There are two types of preemption: total preemption and conflict preemption. When Congress passes a law, they may choose to make the law apply to all states regardless of what each individual state has decided for that particular subject. For example, individual states may not pass laws that in essence grant patents. Any attempt to either shorten or lengthen the period of protection for a patented item would be preempted by federal law. This is an example of total preemption. The federal government occupies the entire field.

Where Congress passes a law that does not occupy the entire field, individual states are free to regulate the areas of the field that Congress has not addressed. Where there is conflict between the federal and state laws, the federal law preempts the state law. This is known as conflict preemption.

When the FAA passed in 1925, a number of states had statutes that invalidated pre-dispute arbitration provisions. The FAA prohibits the enforcement of those statutes in state courts. Effectively, this means the determination of the validity and enforcement of arbitration provisions are governed by federal law. In the years since its passage, attempts by states to modify enforcement of arbitration provisions, such as making them invalid in consumer transactions or requiring special language and print for arbitration provisions, have been struck down by the federal courts.

However, that does not mean state law does not apply in arbitration. Today, nearly every state has enacted some type of arbitration law. These laws frequently parallel the FAA. The procedures adopted under some state laws vary from the procedures in the FAA. Applying the concept of preemption, it would seem logical that the procedures in the FAA would trump any conflicting state procedures, but this is not necessarily the case.

Not knowing which act, federal or state, applies in a particular situation can impact the outcome of an arbitration. A case from Pennsylvania illustrates this point well. In Trombetta v. Raymond James Financial Services (2006), 907 A.2d 550, two investors sued their stock broker after becoming dissatisfied with the broker’s performance. Since the brokerage agreement contained an arbitration provision, the suit was stayed pending resolution in arbitration.

On Nov. 2, 2004, the three-member arbitration panel returned a decision in favor of the broker. On Jan. 31, 2005, the investors filed a motion in court to set aside the decision. Pennsylvania’s arbitration law limited the time to file such a motion to 30 days while the FAA provides for a 90-day time frame to file such a motion.

The Pennsylvania court pointed to a U.S. Supreme Court decision, Moses H. Cone Memorial Hospital v. Mercury Construction Corp (1983), 460 U.S. 1, which held that “there is no federal policy favoring arbitration under a certain set of procedural rules; the federal policy is simply to ensure the enforceability, according to their terms, of private agreements to arbitrate.” Since the time limit on filing the motion to set aside an arbitration award did not undermine the goal of the FAA, the court determined that the 30-day time frame under Pennsylvania law, not the 90-day time frame under the FAA, applied. In other words, there was no conflict between the state and federal law and therefore no conflict preemption.

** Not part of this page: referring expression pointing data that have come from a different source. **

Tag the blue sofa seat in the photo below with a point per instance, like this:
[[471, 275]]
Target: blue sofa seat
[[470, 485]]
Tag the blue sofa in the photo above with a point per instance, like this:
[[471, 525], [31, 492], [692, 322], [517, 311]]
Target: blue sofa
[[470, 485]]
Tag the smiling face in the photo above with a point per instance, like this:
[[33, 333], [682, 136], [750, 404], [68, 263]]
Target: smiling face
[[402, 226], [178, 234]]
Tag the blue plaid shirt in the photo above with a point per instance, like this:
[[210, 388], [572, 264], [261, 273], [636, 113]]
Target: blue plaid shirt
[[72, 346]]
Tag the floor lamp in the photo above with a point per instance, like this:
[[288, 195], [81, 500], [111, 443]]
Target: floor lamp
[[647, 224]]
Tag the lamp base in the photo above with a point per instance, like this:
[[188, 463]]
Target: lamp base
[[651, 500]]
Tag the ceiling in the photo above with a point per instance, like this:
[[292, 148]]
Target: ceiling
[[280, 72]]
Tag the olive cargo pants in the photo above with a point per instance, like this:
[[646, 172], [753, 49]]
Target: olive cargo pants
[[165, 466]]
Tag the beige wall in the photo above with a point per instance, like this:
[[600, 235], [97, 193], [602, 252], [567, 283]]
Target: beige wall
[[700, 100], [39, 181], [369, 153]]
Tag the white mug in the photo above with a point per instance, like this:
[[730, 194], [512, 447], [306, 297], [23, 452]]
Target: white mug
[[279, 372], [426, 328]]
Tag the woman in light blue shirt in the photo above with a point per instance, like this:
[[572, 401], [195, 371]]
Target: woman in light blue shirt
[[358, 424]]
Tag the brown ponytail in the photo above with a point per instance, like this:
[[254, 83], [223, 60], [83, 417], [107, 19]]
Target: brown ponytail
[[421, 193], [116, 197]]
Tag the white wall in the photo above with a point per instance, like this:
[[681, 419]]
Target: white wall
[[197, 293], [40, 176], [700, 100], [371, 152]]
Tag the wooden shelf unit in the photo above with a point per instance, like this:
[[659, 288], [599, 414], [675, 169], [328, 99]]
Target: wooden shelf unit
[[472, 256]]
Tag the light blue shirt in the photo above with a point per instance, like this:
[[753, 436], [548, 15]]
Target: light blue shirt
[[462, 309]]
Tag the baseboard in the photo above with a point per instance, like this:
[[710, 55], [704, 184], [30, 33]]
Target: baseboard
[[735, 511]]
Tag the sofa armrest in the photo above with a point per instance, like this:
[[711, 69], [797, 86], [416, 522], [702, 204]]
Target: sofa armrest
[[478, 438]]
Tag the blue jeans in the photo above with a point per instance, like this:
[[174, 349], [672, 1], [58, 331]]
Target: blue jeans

For the investors, this meant that the court would not consider any arguments on the merits of the motion since it was not filed within the time frame required by state law, thus the arbitration award was upheld. As the Pennsylvania court determined, the FAA preempts state law only where there is a conflict between the state and federal laws.

For the construction project in Ohio with all Ohio contractors, the arbitration will be governed by federal and state laws, and unless there is a conflict between the state and federal laws, the state law will apply. Knowing which law applies to a particular situation is the key to obtaining the most predictable outcome.